Sunday, March 9, 2014

Mabel Daniels

Mabel Daniels (1878-1971)
Active in music from an early age, Mabel Daniels was a magna cum laude graduate of Radcliffe College.  While a student she was a soloist in the Glee Club and composed two operettas that were performed by her fellow students.  After graduation, she studied composition with George W. Chadwick in Boston who encouraged her to study with Ludwig Thuille in Munich, Germany.
Once in Munich she attempted to enroll in a score-reading class given by Director Stavenhagen.  No woman had ever been admitted to his class.  She entered the classroom to play her audition where thirty male students waited in judgment of her keyboard skills.  "You could have heard a pin drop, the place was so still. . . . Just as I took my seat before the keyboard, I heard one of the men smother a laugh.
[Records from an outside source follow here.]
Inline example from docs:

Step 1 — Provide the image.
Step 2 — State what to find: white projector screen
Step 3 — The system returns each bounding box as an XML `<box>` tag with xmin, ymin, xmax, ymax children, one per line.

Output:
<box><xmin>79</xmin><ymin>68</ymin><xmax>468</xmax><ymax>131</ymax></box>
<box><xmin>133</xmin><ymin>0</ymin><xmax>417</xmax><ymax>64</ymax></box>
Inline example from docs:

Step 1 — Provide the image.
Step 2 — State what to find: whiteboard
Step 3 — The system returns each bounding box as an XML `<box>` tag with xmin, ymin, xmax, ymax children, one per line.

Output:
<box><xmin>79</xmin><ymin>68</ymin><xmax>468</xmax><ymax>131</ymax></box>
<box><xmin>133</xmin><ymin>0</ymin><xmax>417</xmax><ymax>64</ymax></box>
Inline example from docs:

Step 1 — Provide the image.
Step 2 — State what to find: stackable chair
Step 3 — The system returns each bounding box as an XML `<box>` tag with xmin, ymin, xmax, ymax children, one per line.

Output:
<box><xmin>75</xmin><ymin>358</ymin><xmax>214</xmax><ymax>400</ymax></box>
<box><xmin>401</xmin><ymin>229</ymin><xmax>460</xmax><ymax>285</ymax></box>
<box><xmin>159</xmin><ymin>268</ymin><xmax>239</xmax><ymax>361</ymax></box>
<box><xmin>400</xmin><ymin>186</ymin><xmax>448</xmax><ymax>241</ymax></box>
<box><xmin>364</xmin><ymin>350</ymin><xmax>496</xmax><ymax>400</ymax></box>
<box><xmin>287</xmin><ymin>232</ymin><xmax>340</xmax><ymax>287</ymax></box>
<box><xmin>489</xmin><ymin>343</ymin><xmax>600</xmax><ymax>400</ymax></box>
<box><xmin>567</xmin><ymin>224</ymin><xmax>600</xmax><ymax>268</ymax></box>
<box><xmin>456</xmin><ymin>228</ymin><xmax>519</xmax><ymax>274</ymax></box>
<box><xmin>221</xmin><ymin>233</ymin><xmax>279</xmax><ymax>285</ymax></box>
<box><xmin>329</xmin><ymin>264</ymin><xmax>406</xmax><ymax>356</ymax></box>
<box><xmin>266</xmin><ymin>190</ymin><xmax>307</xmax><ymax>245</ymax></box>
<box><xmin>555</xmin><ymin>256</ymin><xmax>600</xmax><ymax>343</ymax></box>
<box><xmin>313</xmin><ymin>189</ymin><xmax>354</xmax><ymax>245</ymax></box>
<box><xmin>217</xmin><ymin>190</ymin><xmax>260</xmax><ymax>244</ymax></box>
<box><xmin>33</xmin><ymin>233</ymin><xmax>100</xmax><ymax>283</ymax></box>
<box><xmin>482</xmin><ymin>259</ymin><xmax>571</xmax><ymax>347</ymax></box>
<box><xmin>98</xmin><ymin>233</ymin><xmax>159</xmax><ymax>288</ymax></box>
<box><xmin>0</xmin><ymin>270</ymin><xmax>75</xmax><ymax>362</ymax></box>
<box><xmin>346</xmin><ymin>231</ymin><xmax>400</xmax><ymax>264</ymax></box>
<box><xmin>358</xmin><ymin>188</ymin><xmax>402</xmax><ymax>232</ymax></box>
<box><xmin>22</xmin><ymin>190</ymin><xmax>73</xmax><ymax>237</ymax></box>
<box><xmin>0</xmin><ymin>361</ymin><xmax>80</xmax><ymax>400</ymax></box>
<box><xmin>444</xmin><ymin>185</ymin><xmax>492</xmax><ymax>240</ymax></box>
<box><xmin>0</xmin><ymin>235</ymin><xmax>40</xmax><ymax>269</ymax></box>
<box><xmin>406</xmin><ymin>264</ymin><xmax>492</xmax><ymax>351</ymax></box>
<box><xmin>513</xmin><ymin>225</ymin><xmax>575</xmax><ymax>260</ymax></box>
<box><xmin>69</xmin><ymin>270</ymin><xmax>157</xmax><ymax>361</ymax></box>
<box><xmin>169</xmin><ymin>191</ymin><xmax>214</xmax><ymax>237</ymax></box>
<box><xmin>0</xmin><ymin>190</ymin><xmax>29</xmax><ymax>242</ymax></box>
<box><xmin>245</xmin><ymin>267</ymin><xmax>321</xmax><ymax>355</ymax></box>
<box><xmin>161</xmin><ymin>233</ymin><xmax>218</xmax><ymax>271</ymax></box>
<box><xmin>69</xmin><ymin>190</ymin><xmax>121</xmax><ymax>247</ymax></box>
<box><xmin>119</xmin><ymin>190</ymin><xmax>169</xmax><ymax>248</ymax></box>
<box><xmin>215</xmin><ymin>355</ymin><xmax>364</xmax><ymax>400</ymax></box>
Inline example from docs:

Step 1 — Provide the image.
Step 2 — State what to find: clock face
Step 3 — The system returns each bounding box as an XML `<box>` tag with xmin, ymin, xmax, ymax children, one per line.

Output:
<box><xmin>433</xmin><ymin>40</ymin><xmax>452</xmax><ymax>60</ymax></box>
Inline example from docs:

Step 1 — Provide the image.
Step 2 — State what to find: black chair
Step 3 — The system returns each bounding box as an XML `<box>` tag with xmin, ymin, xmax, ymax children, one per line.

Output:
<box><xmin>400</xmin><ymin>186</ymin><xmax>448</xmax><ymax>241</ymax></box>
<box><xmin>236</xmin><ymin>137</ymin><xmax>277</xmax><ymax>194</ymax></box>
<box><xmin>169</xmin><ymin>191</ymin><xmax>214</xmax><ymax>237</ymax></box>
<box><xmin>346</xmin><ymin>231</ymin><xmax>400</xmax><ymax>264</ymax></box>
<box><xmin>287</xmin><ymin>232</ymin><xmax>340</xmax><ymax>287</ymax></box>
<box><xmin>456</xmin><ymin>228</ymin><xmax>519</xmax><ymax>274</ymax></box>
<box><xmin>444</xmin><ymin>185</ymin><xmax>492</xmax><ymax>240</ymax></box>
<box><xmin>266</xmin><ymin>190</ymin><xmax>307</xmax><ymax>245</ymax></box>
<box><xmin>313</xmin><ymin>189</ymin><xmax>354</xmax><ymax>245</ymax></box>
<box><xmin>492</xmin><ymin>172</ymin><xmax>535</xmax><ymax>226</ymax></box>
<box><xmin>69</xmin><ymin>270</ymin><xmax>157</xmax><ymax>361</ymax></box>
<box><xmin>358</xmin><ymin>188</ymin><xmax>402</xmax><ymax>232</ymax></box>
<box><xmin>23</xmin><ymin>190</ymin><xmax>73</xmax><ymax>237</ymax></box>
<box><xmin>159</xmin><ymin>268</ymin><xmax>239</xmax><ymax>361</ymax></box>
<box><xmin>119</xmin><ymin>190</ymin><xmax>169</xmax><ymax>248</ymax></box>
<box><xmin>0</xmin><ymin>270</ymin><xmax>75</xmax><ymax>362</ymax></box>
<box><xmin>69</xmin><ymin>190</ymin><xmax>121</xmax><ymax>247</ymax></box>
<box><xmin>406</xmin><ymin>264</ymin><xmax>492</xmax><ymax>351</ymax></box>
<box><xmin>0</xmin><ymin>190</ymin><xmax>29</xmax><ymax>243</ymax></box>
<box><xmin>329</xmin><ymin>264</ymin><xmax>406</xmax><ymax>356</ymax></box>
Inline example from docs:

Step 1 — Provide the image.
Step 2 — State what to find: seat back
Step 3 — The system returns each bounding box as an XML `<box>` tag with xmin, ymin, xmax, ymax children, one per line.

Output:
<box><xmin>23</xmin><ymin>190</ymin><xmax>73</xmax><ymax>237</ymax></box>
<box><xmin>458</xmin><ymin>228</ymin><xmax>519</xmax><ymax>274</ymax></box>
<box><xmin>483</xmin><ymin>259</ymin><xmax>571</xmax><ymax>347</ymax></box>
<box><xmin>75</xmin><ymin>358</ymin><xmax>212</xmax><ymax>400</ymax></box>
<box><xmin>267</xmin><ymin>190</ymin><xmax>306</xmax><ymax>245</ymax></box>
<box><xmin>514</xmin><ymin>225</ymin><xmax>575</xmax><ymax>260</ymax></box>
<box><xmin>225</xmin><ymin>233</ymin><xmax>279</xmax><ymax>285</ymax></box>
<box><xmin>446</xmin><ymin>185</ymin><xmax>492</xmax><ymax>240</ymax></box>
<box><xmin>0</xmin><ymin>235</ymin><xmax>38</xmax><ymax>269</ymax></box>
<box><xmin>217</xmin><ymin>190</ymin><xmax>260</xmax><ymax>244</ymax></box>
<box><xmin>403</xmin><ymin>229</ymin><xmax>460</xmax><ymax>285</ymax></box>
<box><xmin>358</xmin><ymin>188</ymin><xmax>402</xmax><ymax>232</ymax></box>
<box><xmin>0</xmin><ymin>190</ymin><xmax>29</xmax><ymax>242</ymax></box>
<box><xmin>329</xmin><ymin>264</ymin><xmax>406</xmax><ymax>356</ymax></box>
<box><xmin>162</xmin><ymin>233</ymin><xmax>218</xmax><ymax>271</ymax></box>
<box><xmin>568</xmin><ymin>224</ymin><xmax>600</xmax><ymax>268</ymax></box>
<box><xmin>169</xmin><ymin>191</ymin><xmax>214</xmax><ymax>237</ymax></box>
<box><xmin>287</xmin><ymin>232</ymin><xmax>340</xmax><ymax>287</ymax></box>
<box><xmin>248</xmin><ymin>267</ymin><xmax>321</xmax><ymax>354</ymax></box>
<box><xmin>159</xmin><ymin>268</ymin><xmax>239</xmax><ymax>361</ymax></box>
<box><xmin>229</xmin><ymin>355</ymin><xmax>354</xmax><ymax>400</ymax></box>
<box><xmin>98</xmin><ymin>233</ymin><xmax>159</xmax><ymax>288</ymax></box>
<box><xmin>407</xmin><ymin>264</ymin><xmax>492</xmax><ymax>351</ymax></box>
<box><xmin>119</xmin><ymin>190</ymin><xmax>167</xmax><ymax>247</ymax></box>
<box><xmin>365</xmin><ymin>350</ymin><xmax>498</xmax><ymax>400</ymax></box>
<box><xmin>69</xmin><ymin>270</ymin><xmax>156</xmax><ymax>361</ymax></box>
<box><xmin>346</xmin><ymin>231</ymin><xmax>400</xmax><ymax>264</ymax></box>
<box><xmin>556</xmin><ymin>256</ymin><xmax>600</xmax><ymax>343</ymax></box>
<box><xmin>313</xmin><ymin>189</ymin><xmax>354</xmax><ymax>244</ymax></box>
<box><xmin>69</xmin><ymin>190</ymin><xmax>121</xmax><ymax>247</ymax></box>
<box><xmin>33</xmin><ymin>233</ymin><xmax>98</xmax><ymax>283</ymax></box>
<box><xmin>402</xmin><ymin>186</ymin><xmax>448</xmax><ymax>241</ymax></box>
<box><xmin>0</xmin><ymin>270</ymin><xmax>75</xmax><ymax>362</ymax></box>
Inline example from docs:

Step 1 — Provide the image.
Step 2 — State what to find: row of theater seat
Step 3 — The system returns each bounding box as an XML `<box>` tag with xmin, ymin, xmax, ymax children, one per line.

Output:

That settled it! I was bound to do or die, and with a calmness quite unnatural I played the bars set before me without a mistake. Nobody laughed when I had finished."  Way to go Mabel!

Returning to the States, Miss Daniels became director of the Glee Club at Radcliffe and later became head of the Music Department at Simmons College.  From 1918 on, she devoted her time to composing.
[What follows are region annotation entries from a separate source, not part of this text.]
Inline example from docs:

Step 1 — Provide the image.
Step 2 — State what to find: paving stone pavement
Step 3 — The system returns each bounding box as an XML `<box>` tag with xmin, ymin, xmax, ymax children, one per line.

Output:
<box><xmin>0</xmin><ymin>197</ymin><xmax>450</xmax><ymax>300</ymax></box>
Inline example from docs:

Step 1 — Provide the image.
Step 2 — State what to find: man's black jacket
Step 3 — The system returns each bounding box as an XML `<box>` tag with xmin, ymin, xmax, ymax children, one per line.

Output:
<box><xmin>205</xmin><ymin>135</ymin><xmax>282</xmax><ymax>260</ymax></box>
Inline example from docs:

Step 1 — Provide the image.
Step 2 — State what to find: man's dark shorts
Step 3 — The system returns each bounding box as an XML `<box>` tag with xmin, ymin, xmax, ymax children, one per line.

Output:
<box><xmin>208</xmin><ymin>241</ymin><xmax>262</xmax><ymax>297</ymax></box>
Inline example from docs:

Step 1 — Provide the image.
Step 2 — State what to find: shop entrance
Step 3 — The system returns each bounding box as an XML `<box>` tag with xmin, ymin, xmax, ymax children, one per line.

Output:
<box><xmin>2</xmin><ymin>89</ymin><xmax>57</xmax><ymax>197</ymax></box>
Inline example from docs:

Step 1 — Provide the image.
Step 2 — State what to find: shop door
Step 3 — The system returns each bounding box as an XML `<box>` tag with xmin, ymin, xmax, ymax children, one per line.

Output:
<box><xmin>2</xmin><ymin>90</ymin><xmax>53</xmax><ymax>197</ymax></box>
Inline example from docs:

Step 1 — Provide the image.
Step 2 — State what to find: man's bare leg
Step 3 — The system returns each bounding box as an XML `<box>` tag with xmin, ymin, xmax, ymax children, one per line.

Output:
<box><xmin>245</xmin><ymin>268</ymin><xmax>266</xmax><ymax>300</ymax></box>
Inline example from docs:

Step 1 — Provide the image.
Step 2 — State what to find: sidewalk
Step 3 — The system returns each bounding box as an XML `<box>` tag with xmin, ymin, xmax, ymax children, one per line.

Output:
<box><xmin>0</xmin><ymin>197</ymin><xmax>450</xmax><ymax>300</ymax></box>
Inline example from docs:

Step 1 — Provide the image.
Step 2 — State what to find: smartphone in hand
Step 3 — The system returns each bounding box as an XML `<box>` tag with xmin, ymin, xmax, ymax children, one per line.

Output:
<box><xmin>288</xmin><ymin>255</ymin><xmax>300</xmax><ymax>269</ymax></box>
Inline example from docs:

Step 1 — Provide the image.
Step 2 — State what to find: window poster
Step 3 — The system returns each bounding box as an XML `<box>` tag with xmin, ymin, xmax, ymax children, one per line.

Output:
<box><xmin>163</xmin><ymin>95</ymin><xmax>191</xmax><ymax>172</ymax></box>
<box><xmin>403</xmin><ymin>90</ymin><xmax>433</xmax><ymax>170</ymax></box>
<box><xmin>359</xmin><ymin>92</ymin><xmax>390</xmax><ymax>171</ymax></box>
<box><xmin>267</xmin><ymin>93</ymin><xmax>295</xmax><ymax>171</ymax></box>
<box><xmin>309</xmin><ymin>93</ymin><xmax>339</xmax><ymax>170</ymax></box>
Choral compositions were the greater part of her output.  Her Exultate Deo was written for the 50th Anniversary of the founding of Radcliffe College and The Song of Jael was given its premiere at the Worcester Festival in 1940.  She spent 24 summers at the MacDowell Colony.  Her generosity of spirit shown through when she established scholarships and composition prizes for music students at New England Conservatory of Music and Radcliffe College. 

As with many women composers of her day, Miss Daniel’s compositions were published by Arthur P Schmidt of Boston. 

The Branscombe Choral frequently performed her choral pieces in concert and on radio.  In the Choral’s scrapbooks you will find handwritten notes from Mabel Daniels to Gena Branscombe thanking her for scheduling her piece and for the beautiful performance!